Traumatic stress symptoms might steal your ability to find peace in daily living.

Trauma vs PTSD

Trauma and PTSD are not the same, but are often interchanged with one another. Essentially, trauma is a pain or terror response that the body experiences, whereas PTSD is a clinical mental health diagnosis. An individual may experience a traumatic event or injury, but not go on to develop PTSD.

What Causes Trauma?

We experience trauma to various degrees, as we go through life. Some traumas are expected or normalized in human existence, like childbirth and the loss of loved ones in old age.

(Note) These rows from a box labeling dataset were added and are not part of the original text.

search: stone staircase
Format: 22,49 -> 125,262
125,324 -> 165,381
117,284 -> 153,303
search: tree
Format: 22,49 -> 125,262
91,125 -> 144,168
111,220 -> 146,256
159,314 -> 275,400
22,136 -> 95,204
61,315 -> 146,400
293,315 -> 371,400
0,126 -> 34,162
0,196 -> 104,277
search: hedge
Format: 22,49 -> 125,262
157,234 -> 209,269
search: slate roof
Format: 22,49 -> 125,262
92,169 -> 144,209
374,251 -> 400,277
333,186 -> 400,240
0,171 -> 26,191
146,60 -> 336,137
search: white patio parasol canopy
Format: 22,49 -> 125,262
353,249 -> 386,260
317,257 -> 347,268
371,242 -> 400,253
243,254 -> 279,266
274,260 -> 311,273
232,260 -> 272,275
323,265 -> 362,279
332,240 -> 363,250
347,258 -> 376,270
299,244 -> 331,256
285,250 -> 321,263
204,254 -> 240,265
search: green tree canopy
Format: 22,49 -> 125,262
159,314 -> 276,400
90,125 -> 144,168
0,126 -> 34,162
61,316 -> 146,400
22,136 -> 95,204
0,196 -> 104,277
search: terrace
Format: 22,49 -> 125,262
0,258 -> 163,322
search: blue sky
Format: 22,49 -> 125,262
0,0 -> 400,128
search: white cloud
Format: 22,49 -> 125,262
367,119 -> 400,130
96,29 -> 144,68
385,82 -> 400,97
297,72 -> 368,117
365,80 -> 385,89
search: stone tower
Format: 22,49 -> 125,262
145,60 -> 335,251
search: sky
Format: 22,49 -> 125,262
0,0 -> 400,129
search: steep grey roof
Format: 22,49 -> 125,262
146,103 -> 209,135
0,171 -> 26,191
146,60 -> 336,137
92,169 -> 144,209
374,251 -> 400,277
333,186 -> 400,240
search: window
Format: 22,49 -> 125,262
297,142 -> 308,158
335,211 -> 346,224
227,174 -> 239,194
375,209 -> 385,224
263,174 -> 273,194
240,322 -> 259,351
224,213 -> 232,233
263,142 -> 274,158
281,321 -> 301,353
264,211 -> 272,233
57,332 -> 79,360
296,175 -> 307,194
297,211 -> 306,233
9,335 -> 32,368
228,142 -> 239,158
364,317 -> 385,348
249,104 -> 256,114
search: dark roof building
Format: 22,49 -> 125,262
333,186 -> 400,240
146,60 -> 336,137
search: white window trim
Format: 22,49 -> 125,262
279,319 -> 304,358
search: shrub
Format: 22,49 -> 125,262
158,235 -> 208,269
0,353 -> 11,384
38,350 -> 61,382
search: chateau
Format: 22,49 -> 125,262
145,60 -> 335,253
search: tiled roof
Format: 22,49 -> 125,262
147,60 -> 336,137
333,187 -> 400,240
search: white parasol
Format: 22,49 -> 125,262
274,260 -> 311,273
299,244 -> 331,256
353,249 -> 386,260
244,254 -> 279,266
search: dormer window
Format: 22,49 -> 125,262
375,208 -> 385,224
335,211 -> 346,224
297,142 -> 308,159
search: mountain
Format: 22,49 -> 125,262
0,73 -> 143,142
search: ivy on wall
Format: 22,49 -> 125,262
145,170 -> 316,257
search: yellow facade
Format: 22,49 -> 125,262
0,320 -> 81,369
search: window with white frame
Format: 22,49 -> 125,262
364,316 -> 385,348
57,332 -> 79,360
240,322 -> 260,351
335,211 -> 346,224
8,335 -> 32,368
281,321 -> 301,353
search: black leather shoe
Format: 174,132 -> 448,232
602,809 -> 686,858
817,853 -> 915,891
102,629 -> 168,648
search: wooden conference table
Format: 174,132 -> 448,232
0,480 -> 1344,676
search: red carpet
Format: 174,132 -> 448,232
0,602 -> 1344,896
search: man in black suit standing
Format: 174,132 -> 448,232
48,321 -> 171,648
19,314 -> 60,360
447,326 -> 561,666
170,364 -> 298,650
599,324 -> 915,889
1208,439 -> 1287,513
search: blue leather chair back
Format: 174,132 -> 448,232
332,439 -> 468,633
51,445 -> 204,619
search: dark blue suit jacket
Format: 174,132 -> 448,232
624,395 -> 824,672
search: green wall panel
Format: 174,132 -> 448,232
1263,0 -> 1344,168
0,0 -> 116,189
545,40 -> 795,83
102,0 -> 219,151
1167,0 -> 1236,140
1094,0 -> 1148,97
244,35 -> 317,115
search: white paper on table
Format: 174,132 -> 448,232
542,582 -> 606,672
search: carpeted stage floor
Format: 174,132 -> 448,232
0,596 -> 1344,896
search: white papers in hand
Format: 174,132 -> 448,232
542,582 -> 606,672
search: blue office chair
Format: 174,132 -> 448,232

Other traumas can happen relationally, seen as an absent or an emotionally detached parent. Additional forms of trauma could include more paralyzing and debilitating situations, such as physical abuse, parental neglect or sexual abuse. Medical traumas could include being a first responder to death and illness on a regular basis or to experience a terrifying medical injury, yourself (ie: cancer, HIV or waking during surgery). War is another terrifying trauma that many in our country have experienced.

Trauma and PTSD Counseling Treatment

Each trauma shares the same initial “fight, flight or freeze” response, to varying degrees (some clinically significant, others not). However, every single situation and personality type involved will respond to a traumatic event differently. One individual’s symptoms could look like an inability to feel emotions, another’s could present as severe anxiety and yet another’s might be continual failed relationships and mistrust. The list goes on. The terror or pain felt during the trauma, the degree to which one felt their life was in danger, the response of the support system following the trauma, the age at the time of trauma and even more factors, can all determine an individual’s response to the event(s).